🤖 AI Summary
Existing causal Transformer language models are constrained by strictly sequential decoding and quadratic attention complexity, while linear-time causal architectures struggle to effectively integrate with discrete diffusion mechanisms. This work proposes the Triadic Block Layout, which for the first time enables parallel bidirectional discrete diffusion within the RWKV architecture while preserving O(L) inference complexity, thereby resolving the fundamental conflict between causal generation and diffusion directionality.

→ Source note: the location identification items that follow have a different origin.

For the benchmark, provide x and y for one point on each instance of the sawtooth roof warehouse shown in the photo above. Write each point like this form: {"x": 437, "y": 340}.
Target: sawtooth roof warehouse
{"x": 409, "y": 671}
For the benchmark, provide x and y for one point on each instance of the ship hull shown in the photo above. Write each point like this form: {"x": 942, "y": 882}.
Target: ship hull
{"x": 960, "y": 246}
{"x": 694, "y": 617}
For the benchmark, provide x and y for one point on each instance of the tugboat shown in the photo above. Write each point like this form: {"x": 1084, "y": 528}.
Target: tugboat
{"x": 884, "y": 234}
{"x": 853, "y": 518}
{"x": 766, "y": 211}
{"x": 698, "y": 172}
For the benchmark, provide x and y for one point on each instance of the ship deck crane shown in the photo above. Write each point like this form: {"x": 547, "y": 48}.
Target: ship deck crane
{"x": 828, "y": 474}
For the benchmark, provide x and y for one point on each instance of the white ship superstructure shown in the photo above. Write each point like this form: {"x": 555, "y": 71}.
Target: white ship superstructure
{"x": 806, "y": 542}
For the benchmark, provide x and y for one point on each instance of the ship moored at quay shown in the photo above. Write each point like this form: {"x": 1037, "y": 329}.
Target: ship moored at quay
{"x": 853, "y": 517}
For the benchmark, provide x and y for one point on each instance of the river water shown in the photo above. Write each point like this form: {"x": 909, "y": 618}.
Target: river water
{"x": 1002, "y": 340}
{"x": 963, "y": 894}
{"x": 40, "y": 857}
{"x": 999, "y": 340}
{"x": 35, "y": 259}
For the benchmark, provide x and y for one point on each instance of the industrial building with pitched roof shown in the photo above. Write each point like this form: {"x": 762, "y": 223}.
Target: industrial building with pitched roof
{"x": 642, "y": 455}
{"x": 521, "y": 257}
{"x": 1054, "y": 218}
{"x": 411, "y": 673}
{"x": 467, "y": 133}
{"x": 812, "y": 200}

Built upon this framework, the B³D-RWKV-7.2B model achieves accuracy comparable to state-of-the-art models across eight benchmark tasks and demonstrates an average decoding throughput improvement of 1.6×.
📝 Abstract
Causal Transformer language models suffer from strictly sequential decoding and a quadratic per-step attention cost. While linear-time causal models and discrete diffusion models each address these weaknesses, their integration remains inherently inconsistent: diffusion requires bidirectional attention, while causal models are unidirectional. To unify these architectures, we propose $B^3D-RWKV$, a diffusion RWKV variant that integrates the model's $O(L)$ inference efficiency with parallel, bidirectional discrete-diffusion through a \emph{triplet-block layout} method. $B^3D-RWKV-7.2B$ reaches comparable accuracy on an 8-task suite versus existing models while significantly outperforming baselines in decoding throughput with an average of $\mathbf{1.6\times}$ speedup.